At first it seems as though Camerota’s feigning obtuseness as a Socratic interview method, a common strategy among interviewers. It doesn’t take long before one realizes that the obtuseness is genuine, or at least not feigned as a means to allow Reed to make his point. Camerota seems intent on arguing that the mere existence of Section 6103(f) strips all politics from Neal’s demand, which is ludicrous. Democrats (and some Republicans) made Trump’s tax returns a political argument even earlier than Reed notes, starting in 2015 before the first vote was cast in any primaries. Democrats have insisted on forcing Trump to reveal the returns for nakedly partisan political reasons, including to further impeachment efforts, as Reed notes here.

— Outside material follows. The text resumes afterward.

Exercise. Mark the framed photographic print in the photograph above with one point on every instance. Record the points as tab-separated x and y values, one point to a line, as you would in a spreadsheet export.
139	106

Nevertheless, it’s far from clear that courts will side with Trump and Reed on their interpretation of Neal’s motives and their relation to 6103. The law explicitly gives those chairs the authority to review anyone’s tax returns, at least in closed session, as long as the committee doesn’t disclose the returns or the data within them. Since it’s clear that disclosure is what Neal wants, a court might look ahead to the obvious outcome of Neal’s intent and rule that Neal’s request is inappropriate to the restrictions on disclosure in 6103(f)(5). It seems more likely that a district court would rely on the strict text in the regulation and give the benefit of the doubt to the congressional committee chair.

Whatever ruling is handed down in district court will get appealed, so don’t expect this to get settled quickly. The point of this fight is to make the fight obvious enough so that it paints Trump as having something to hide … which was the original political argument and the argument Democrats have been making ever since.